My talk on blogging at the Skolnik Award Session

Henry Rzepa and Peter Murray-Rust were awarded the Henry Skolnik Award from the Division of Chemical Information of the American Chemical Society at the 2012 fall national ACS meeting in Philadelphia. Henry and Peter have been the pioneers in creating a chemicaly-aware semantically-rich web presence and have been leaders in pushing for open data and open source. Both of them have been quite influential on my own ideas and projects, and I have worked with them both on a number of projects. I was honored to participate in the symposium surrounding this award.

My talk was on blogging and chemical communication, and you can download my PowerPoint presentation.

Data sharing

Nature has a special feature on data sharing, including an editorial and commentaries advocating for both pre- and post-publication of data.

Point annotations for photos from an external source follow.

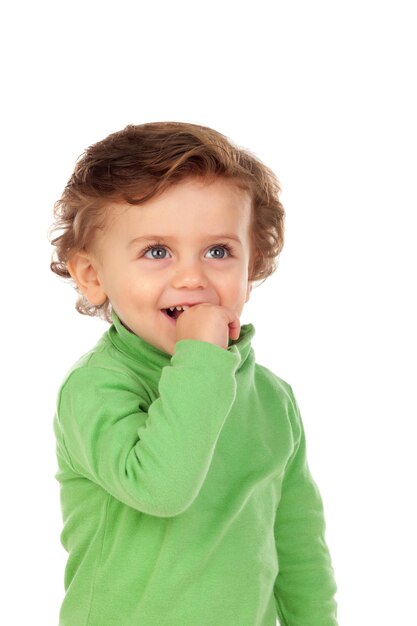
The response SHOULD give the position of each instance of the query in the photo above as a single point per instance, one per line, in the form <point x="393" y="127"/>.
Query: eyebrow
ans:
<point x="169" y="238"/>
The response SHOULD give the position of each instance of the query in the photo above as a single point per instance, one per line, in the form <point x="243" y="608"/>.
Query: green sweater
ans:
<point x="185" y="490"/>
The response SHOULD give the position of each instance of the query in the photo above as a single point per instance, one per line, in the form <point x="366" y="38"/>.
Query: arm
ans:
<point x="305" y="587"/>
<point x="153" y="458"/>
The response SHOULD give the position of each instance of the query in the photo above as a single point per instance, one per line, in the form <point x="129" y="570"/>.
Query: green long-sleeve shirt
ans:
<point x="185" y="490"/>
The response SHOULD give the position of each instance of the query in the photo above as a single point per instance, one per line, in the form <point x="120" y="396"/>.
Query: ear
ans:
<point x="248" y="291"/>
<point x="82" y="268"/>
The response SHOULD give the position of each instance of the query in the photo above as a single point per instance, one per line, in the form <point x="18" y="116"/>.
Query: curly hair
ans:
<point x="140" y="162"/>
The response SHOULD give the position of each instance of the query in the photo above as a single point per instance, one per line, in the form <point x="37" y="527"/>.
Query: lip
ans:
<point x="170" y="319"/>
<point x="184" y="304"/>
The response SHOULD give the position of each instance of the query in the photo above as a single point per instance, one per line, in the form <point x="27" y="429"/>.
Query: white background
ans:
<point x="325" y="93"/>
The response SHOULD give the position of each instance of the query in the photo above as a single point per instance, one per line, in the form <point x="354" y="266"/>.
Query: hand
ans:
<point x="208" y="322"/>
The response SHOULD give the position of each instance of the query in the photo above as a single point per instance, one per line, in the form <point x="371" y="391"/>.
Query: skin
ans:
<point x="190" y="219"/>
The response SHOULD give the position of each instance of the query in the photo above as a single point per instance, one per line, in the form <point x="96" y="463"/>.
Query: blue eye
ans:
<point x="152" y="249"/>
<point x="220" y="247"/>
<point x="158" y="251"/>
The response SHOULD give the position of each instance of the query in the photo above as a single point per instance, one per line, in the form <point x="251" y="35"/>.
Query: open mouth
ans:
<point x="173" y="312"/>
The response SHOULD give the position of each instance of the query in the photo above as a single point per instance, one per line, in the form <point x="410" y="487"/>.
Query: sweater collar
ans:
<point x="134" y="346"/>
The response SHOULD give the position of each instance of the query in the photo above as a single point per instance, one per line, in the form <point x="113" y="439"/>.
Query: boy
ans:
<point x="185" y="489"/>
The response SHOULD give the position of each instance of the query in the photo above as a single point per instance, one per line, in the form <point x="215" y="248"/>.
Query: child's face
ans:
<point x="189" y="222"/>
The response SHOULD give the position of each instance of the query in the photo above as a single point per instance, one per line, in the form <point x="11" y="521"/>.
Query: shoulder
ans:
<point x="98" y="369"/>
<point x="267" y="379"/>
<point x="277" y="390"/>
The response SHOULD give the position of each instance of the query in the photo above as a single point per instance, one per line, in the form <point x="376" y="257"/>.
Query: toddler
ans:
<point x="185" y="489"/>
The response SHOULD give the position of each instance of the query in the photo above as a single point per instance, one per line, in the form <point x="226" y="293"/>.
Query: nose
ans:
<point x="189" y="273"/>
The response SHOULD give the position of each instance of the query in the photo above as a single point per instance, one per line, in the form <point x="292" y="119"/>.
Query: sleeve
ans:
<point x="305" y="586"/>
<point x="153" y="457"/>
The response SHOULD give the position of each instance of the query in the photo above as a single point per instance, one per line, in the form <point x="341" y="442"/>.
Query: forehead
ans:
<point x="188" y="206"/>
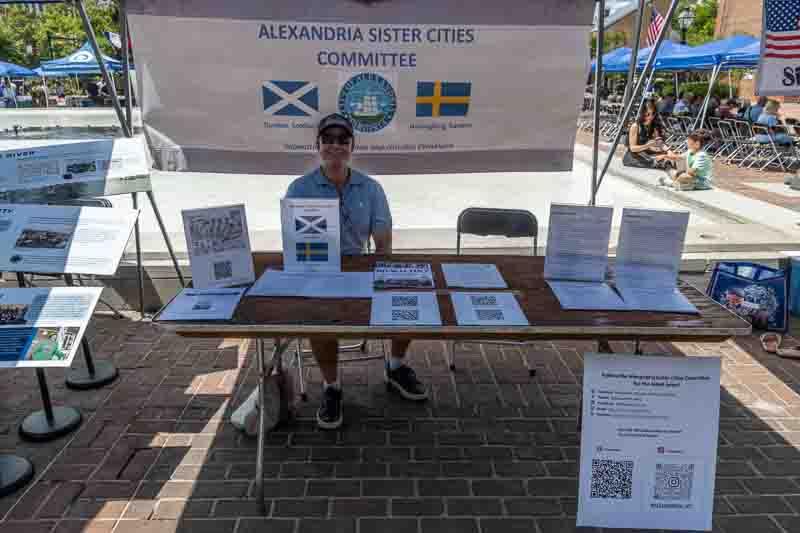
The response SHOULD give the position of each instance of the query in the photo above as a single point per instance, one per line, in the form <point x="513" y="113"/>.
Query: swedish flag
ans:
<point x="312" y="251"/>
<point x="443" y="98"/>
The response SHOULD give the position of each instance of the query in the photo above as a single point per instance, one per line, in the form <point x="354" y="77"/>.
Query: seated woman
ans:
<point x="645" y="140"/>
<point x="699" y="166"/>
<point x="769" y="118"/>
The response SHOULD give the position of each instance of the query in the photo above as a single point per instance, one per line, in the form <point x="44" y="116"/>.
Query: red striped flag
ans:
<point x="782" y="35"/>
<point x="656" y="23"/>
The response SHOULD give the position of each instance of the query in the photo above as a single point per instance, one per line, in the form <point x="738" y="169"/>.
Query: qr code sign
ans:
<point x="223" y="270"/>
<point x="673" y="482"/>
<point x="612" y="479"/>
<point x="405" y="301"/>
<point x="483" y="301"/>
<point x="405" y="315"/>
<point x="489" y="314"/>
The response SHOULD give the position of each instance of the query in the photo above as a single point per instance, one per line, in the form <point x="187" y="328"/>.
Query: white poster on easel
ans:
<point x="219" y="246"/>
<point x="310" y="229"/>
<point x="63" y="239"/>
<point x="649" y="442"/>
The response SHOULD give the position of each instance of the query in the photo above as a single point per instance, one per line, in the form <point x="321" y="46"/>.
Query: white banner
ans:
<point x="447" y="86"/>
<point x="779" y="69"/>
<point x="649" y="442"/>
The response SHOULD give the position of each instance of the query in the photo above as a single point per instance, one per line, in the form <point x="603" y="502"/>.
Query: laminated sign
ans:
<point x="430" y="87"/>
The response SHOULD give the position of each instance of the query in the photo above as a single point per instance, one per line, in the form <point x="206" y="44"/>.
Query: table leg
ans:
<point x="264" y="370"/>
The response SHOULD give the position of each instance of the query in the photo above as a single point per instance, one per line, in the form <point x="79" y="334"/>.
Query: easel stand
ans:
<point x="97" y="373"/>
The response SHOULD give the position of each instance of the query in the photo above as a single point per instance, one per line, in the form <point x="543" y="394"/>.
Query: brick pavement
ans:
<point x="493" y="451"/>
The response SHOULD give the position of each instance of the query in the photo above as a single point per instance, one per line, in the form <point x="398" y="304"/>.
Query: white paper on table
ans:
<point x="313" y="284"/>
<point x="587" y="296"/>
<point x="658" y="299"/>
<point x="42" y="327"/>
<point x="405" y="309"/>
<point x="311" y="240"/>
<point x="487" y="309"/>
<point x="473" y="276"/>
<point x="577" y="242"/>
<point x="63" y="239"/>
<point x="650" y="247"/>
<point x="219" y="246"/>
<point x="203" y="304"/>
<point x="649" y="442"/>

I have long been an advocate of data sharing, especially in the post-publication sense (I would argue this is really concurrent-publication data sharing) – and one can read my latest commentary in the Journal of Cheminformatics (DOI: 10.1186/1758-2946-1-2.

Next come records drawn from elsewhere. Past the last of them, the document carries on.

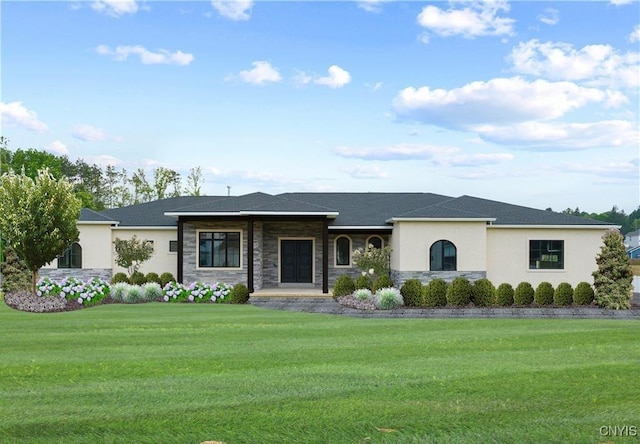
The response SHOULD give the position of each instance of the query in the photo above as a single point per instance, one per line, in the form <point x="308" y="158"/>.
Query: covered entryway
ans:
<point x="296" y="261"/>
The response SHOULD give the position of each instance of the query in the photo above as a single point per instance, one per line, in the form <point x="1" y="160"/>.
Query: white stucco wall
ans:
<point x="508" y="254"/>
<point x="412" y="240"/>
<point x="162" y="259"/>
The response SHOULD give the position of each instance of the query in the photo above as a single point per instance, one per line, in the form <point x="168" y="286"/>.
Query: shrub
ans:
<point x="544" y="294"/>
<point x="363" y="281"/>
<point x="119" y="290"/>
<point x="382" y="281"/>
<point x="239" y="294"/>
<point x="137" y="278"/>
<point x="166" y="277"/>
<point x="388" y="298"/>
<point x="583" y="294"/>
<point x="434" y="294"/>
<point x="343" y="286"/>
<point x="504" y="295"/>
<point x="460" y="292"/>
<point x="411" y="292"/>
<point x="153" y="277"/>
<point x="523" y="294"/>
<point x="152" y="291"/>
<point x="484" y="293"/>
<point x="563" y="294"/>
<point x="363" y="294"/>
<point x="119" y="277"/>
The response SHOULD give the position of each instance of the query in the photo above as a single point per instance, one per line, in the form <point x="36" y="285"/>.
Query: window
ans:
<point x="219" y="249"/>
<point x="71" y="258"/>
<point x="343" y="251"/>
<point x="376" y="241"/>
<point x="443" y="256"/>
<point x="546" y="255"/>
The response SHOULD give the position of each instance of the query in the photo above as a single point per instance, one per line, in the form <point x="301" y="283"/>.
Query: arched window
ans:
<point x="376" y="241"/>
<point x="343" y="251"/>
<point x="443" y="256"/>
<point x="71" y="258"/>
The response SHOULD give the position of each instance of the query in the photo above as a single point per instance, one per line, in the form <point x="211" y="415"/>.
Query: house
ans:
<point x="307" y="239"/>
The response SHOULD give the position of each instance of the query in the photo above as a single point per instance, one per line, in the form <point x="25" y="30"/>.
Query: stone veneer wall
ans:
<point x="84" y="274"/>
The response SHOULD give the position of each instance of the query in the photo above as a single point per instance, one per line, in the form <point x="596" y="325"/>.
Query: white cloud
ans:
<point x="115" y="8"/>
<point x="593" y="64"/>
<point x="337" y="78"/>
<point x="550" y="16"/>
<point x="261" y="73"/>
<point x="161" y="56"/>
<point x="499" y="101"/>
<point x="236" y="10"/>
<point x="16" y="114"/>
<point x="476" y="18"/>
<point x="57" y="147"/>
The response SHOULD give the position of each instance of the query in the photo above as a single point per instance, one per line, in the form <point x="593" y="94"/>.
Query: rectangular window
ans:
<point x="546" y="255"/>
<point x="219" y="249"/>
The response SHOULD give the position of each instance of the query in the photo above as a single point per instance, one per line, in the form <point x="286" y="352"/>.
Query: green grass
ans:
<point x="184" y="373"/>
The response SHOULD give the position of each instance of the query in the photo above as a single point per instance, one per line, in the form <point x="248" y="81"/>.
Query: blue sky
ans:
<point x="531" y="103"/>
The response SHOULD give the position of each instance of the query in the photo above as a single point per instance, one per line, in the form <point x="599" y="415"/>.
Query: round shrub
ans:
<point x="504" y="295"/>
<point x="119" y="277"/>
<point x="544" y="294"/>
<point x="166" y="277"/>
<point x="583" y="294"/>
<point x="363" y="281"/>
<point x="563" y="294"/>
<point x="152" y="291"/>
<point x="239" y="294"/>
<point x="460" y="292"/>
<point x="343" y="286"/>
<point x="434" y="294"/>
<point x="388" y="298"/>
<point x="137" y="278"/>
<point x="523" y="294"/>
<point x="411" y="292"/>
<point x="153" y="277"/>
<point x="382" y="281"/>
<point x="484" y="293"/>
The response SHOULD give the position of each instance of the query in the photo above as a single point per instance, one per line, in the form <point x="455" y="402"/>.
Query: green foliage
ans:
<point x="460" y="292"/>
<point x="504" y="295"/>
<point x="166" y="277"/>
<point x="38" y="217"/>
<point x="239" y="294"/>
<point x="583" y="294"/>
<point x="484" y="293"/>
<point x="411" y="292"/>
<point x="434" y="294"/>
<point x="119" y="277"/>
<point x="563" y="294"/>
<point x="523" y="294"/>
<point x="388" y="299"/>
<point x="613" y="280"/>
<point x="343" y="286"/>
<point x="15" y="274"/>
<point x="382" y="281"/>
<point x="132" y="253"/>
<point x="363" y="281"/>
<point x="153" y="277"/>
<point x="543" y="294"/>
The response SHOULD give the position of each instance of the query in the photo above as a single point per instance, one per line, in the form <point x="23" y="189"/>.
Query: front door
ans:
<point x="296" y="261"/>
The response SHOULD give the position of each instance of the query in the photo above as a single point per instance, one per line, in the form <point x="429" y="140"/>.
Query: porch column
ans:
<point x="325" y="255"/>
<point x="250" y="255"/>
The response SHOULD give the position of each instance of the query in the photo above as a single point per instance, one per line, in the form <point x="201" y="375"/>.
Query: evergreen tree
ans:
<point x="613" y="279"/>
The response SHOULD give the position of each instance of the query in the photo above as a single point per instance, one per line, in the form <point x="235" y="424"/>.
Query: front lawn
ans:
<point x="187" y="373"/>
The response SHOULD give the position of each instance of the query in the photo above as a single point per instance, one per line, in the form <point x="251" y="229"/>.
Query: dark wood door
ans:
<point x="296" y="261"/>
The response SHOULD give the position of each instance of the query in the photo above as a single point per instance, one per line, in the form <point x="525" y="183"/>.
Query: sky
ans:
<point x="526" y="102"/>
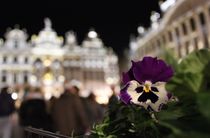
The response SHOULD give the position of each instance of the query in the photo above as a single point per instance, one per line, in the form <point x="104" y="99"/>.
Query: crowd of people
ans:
<point x="68" y="114"/>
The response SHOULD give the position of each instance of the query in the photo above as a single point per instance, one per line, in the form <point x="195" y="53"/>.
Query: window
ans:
<point x="25" y="79"/>
<point x="15" y="78"/>
<point x="187" y="47"/>
<point x="4" y="78"/>
<point x="192" y="24"/>
<point x="184" y="28"/>
<point x="15" y="60"/>
<point x="202" y="18"/>
<point x="170" y="36"/>
<point x="15" y="44"/>
<point x="177" y="31"/>
<point x="164" y="39"/>
<point x="4" y="59"/>
<point x="196" y="42"/>
<point x="26" y="60"/>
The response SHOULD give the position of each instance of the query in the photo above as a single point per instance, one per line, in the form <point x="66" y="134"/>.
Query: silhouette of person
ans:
<point x="7" y="107"/>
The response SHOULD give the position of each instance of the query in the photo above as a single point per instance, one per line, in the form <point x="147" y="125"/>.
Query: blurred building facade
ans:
<point x="184" y="27"/>
<point x="47" y="60"/>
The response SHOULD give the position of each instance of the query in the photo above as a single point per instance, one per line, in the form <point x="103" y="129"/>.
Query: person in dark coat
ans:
<point x="7" y="108"/>
<point x="68" y="113"/>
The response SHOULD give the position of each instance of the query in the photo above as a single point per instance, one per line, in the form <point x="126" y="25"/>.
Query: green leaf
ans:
<point x="203" y="100"/>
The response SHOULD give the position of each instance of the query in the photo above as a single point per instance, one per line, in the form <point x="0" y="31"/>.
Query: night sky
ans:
<point x="113" y="21"/>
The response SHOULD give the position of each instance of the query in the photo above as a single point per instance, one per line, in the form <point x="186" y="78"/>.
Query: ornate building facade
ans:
<point x="46" y="60"/>
<point x="185" y="27"/>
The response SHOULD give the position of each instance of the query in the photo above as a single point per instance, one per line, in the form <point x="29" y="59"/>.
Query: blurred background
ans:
<point x="51" y="45"/>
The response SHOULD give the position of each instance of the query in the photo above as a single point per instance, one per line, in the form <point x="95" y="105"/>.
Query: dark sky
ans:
<point x="114" y="21"/>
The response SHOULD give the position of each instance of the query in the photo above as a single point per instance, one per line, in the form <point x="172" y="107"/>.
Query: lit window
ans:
<point x="202" y="18"/>
<point x="4" y="59"/>
<point x="192" y="24"/>
<point x="184" y="28"/>
<point x="15" y="60"/>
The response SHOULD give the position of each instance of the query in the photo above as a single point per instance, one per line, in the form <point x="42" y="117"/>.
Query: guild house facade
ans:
<point x="184" y="27"/>
<point x="48" y="60"/>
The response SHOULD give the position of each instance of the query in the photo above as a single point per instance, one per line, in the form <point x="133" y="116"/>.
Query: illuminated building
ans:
<point x="47" y="60"/>
<point x="184" y="27"/>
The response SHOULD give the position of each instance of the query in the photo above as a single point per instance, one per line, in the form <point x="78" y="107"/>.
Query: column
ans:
<point x="199" y="31"/>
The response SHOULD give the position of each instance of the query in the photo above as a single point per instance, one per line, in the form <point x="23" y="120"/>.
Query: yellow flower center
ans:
<point x="147" y="86"/>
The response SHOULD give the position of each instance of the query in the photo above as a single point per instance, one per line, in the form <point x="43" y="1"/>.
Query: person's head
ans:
<point x="4" y="90"/>
<point x="73" y="86"/>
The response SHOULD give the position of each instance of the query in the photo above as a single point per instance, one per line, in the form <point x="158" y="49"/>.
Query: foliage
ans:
<point x="189" y="117"/>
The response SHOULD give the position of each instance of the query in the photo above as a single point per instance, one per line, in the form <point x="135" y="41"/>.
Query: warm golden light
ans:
<point x="47" y="62"/>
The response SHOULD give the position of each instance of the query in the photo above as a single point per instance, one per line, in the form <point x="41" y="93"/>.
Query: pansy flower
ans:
<point x="144" y="83"/>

Data sharing has been slow in chemistry. Peter Murray-Rust and Henry rzepa have been the major advocates for enhanced publication – see their blogs (PMR and HSR) and lots of publications. Tony Williams (blog) has been advocating for more deposition of data within ChemSpider, and some positive response have occurred. But journals and AUTHORS have been slow to change – supporting materials is often lacking important information and is rarely of useful form – and I consider pdf to be just a slice above “non-useful”. We need to continue to evangelize this issue!

Semantic web publishing

Another diversion from the main theme of this blog.

I have been an advocate for a revolution in chemistry publication making use of the technologies available on the net. My latest polemic on this topic is “Chemistry publication – making the revolution” (DOI: 10.1186/1758-2946-1-2) where I advocate for inclusion of more data within articles, enhancing the reader experience by being able to manipulate the data in the same way that the author did. I argue for development of tools that will enable publication of data, along with chemical semantics. Peter Murray-Rust has blogged on perhaps the first step in this direction: Chem4Word.

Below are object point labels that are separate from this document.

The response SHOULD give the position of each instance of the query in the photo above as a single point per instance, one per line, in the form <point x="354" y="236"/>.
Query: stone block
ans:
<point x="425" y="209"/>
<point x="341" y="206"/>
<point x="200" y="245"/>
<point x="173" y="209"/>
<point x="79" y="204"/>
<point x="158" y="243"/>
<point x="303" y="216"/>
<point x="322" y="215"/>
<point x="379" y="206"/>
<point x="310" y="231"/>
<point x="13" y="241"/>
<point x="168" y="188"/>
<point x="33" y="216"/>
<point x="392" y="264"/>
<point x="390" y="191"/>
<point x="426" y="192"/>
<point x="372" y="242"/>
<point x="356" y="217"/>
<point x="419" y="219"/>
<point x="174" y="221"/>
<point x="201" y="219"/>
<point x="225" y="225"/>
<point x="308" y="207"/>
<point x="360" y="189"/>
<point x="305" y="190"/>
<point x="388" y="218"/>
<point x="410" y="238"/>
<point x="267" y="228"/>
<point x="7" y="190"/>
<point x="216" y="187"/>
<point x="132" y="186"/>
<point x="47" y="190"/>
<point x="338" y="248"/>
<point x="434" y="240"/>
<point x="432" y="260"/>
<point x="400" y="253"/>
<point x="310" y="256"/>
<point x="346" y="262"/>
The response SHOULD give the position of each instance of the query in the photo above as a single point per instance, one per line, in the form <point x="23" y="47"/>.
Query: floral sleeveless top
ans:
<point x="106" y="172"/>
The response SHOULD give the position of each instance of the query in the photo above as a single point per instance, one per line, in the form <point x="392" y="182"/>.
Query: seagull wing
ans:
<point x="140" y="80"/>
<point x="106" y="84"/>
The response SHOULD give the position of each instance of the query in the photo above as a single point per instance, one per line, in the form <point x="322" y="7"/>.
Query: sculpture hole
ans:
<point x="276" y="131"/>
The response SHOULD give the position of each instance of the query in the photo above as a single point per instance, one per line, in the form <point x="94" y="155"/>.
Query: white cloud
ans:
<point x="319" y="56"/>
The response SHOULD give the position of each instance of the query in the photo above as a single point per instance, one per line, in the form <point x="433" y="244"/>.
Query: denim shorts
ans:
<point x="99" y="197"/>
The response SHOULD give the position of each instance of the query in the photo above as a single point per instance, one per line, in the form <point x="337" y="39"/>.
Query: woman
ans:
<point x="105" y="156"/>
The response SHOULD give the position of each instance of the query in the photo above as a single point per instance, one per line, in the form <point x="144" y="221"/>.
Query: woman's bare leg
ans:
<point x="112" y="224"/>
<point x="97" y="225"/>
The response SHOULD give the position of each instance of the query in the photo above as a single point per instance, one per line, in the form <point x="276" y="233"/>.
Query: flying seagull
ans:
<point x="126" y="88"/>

I ran across a very interesting article on a similar topic in Learned Publishing. The article is “Semantic Publishing: the coming revolution in scientific journal publishing” by David Shotten (DOI: 10.1087/2009202, also available from this repository). Shotten is in the zoology department and so comes to the semantic web with a different perspective, yet arrives at a similar place that I and Peter Murray-Rust and Henry Rzepa (and other chemists) have been advocating. Shotten advocates for “live data” and semantic markup – and cites Project Prospect (the RSC markup of chemical documents built on PMR’s work) as an example of this. Shotten includes a link to a sample zoology article that his group has “enhanced” and there are a lot of clever additions that chemistry publishers would be well served to examine – links to data, cloud tagging, customizable references, etc. Check out the enhanced document here.

Perhaps a growing push for “enhanced publication” from many disciplines will spur on action among the major publishers!